Within a couple of minutes a pink “control” line appears on the slide window to show the assay is working, and there’s no colour at the “test” line – so the result shows that Ben is in fine fettle.

If Ben had an infection, explains Dr Anhold, a second pink line would have shown up and we could compare the line’s intensity to a small reference card to see how much of the “biomarker” was present in the blood.


Prone to infection
The core technology itself is not new, explains Dr Anhold, but he has been using his horse sense to put the test together in a way that will work at the stable door.

He founded a company, Epona Biotech based at Sligo Institute of Technology, and started to develop the portable horse-side test.

"Most horses in training don't often get sick, but they are prone to various injuries and ailments – lung infections in race horses or joint-problems in show-jumpers are like tennis elbow in tennis players," says Dr Anhold, who was a competitive show-jumper before studying biochemistry at NUI Galway.

“We wanted to develop a product for the people who work with these horses on a daily basis, to help them manage their horses’ health and keep them right.”

Dr Anhold’s initial focus in Epona was to carry out standard tests for elevated white blood cell counts at the stable door rather than having to send blood samples off for testing, but he recently started looking at different markers in the blood.

A study he carried out with input from the University of Cambridge looked at levels of various markers in samples from around 150 horses over a season and pointed to a biochemical in the blood called serum amyloid A as being a useful marker of infections.

So Dr Anhold applied the portable to look for serum amyloid A and earlier this year he asked trainers, breeders and vets in Ireland, the UK and the US to try it out.

“They got really excited when they found it could help them to track how a sick foal was responding to treatment, or if they got a result that told them a horse should not be competing,” he says.


Keeping vets in the loop
A big question was who would actually carry out the tests, and Dr Anhold opted to cast the net wide.

“We are not out to replace lab testing – that serves a very important purpose – but this is a horse-side test,” he says. “So we designed the test such that it could be used by non-vets and vets alike.”

So far, trainers seem to use it mostly to test horses in the run up to competition, and vets can use it to make call-outs more efficient, according to Dr Anhold.

“If the vet visits an animal, they can get a result on the spot as to whether the horse has an infection and the severity of it, rather than having to wait for results to come back,” he says.

“And if the horse has an infection the vet can quickly start to use a whole series of procedures and medications.
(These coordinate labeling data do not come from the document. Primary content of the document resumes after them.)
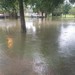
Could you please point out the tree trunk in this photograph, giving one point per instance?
(23, 25)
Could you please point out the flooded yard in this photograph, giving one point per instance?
(48, 47)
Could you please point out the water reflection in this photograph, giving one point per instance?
(47, 49)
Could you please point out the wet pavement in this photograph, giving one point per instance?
(48, 48)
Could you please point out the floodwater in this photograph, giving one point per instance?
(48, 47)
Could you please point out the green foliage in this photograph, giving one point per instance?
(72, 1)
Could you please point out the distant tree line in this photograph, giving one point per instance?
(43, 6)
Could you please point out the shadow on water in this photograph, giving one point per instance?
(47, 48)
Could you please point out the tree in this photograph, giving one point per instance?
(72, 1)
(72, 11)
(45, 6)
(11, 7)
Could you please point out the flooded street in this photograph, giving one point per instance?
(48, 48)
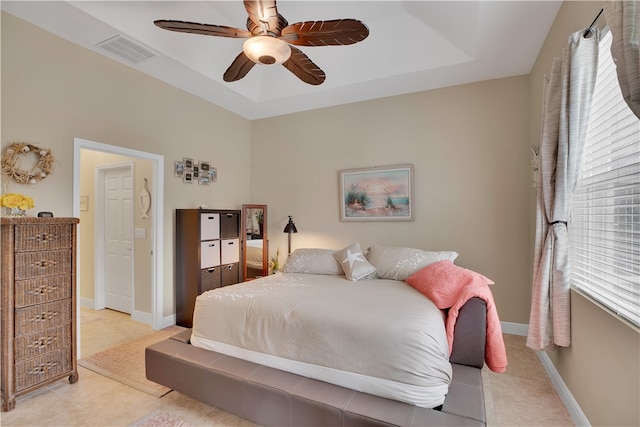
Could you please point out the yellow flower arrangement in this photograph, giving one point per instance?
(17, 201)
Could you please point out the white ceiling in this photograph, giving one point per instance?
(412, 46)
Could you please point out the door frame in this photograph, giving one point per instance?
(100, 239)
(157, 217)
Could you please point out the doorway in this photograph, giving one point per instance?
(155, 316)
(114, 232)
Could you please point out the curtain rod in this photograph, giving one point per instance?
(588, 30)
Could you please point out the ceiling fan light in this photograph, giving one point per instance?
(266, 50)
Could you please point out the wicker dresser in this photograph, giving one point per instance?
(38, 314)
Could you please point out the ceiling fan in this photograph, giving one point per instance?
(270, 39)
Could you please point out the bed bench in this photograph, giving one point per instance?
(271, 397)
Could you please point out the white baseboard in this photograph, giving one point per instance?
(514, 328)
(168, 320)
(142, 317)
(578, 417)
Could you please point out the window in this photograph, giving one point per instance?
(605, 228)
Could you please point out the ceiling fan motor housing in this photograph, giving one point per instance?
(266, 50)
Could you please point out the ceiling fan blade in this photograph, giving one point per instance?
(205, 29)
(303, 68)
(238, 68)
(338, 32)
(263, 17)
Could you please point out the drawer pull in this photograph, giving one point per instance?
(48, 315)
(42, 368)
(44, 237)
(46, 263)
(43, 342)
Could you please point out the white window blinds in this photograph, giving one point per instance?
(605, 228)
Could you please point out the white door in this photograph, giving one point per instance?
(118, 233)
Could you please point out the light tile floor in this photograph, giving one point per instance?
(523, 396)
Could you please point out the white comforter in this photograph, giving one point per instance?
(376, 336)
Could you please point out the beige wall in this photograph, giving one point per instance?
(54, 91)
(602, 366)
(470, 149)
(470, 146)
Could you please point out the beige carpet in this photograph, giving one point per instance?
(160, 419)
(125, 363)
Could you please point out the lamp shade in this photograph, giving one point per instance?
(290, 227)
(266, 50)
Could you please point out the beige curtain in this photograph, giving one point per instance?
(623, 19)
(568, 91)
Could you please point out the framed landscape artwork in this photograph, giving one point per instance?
(381, 193)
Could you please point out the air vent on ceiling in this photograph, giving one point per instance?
(127, 49)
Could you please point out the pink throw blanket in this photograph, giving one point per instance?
(495, 352)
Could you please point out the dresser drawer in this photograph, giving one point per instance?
(39, 343)
(45, 263)
(38, 291)
(41, 317)
(42, 368)
(38, 237)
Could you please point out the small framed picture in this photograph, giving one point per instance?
(178, 168)
(204, 179)
(188, 163)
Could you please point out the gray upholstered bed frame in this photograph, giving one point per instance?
(271, 397)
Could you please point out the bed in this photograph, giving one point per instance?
(273, 350)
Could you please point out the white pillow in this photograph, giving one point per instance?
(312, 261)
(399, 263)
(354, 263)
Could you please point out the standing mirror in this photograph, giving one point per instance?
(255, 246)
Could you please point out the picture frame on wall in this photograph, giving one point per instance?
(204, 179)
(380, 193)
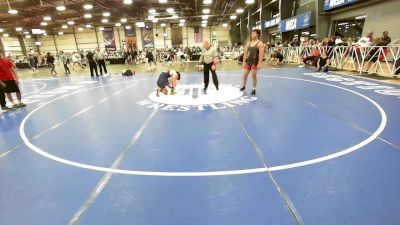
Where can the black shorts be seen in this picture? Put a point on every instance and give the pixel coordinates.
(11, 86)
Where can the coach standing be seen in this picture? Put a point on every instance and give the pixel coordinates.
(209, 58)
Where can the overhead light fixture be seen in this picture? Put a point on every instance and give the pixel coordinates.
(88, 6)
(361, 17)
(206, 11)
(239, 11)
(13, 11)
(140, 24)
(60, 8)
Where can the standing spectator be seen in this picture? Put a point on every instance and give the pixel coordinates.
(9, 82)
(100, 57)
(92, 63)
(50, 62)
(64, 60)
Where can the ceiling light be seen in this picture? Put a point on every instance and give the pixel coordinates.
(60, 8)
(239, 10)
(88, 6)
(13, 12)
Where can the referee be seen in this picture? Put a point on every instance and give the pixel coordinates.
(209, 58)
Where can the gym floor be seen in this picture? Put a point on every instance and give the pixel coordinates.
(307, 149)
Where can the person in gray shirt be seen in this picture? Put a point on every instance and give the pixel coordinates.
(209, 58)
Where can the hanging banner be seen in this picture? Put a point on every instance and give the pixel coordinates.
(147, 36)
(198, 34)
(109, 39)
(130, 38)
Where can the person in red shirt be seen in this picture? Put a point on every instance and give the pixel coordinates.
(9, 83)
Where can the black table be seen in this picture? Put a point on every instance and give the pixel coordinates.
(117, 61)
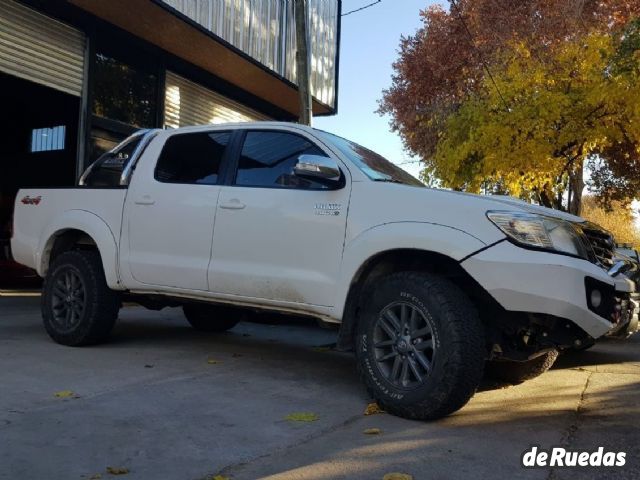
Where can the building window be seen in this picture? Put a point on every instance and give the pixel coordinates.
(47, 139)
(124, 93)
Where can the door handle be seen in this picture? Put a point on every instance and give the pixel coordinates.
(145, 200)
(233, 204)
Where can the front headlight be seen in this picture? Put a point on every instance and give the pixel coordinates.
(539, 231)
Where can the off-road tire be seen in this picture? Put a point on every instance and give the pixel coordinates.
(93, 320)
(458, 335)
(212, 318)
(518, 372)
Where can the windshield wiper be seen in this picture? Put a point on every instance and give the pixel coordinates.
(390, 180)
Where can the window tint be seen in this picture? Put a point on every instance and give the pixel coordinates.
(268, 158)
(373, 165)
(106, 170)
(192, 158)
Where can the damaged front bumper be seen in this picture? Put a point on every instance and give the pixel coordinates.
(557, 286)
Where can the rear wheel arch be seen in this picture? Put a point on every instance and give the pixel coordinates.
(79, 230)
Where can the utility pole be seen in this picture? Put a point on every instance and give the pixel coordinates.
(303, 62)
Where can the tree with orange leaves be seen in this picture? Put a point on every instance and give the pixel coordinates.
(458, 59)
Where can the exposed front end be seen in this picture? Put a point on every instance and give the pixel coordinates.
(559, 290)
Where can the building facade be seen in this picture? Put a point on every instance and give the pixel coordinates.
(78, 76)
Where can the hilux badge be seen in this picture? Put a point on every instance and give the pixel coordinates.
(328, 208)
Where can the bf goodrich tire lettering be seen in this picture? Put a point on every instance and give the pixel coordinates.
(440, 344)
(518, 372)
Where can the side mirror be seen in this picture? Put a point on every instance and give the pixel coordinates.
(316, 167)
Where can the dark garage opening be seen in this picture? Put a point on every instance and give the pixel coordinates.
(39, 149)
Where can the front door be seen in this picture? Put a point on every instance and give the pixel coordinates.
(171, 210)
(277, 236)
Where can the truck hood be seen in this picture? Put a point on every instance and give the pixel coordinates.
(376, 203)
(522, 205)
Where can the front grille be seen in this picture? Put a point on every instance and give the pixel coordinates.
(602, 243)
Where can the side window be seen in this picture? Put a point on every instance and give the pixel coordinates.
(192, 158)
(268, 158)
(107, 169)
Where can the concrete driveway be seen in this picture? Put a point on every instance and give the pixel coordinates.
(161, 401)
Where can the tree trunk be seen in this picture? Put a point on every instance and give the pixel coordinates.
(576, 181)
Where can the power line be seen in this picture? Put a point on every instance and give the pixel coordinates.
(473, 44)
(361, 8)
It makes things more efficient. And for me the golden result would be when vets and trainers are discussing what steps to take next on the basis of that rapid test.”

StableLab’s website launched recently and already online sales have been brisk, reports Dr Anhold, who believes the key is developing a product that suits the customer.

“The part that excites me the most – and this is the horseman in me – is that I understand how that works in practice,” he says. “We designed the assay around that from day one.”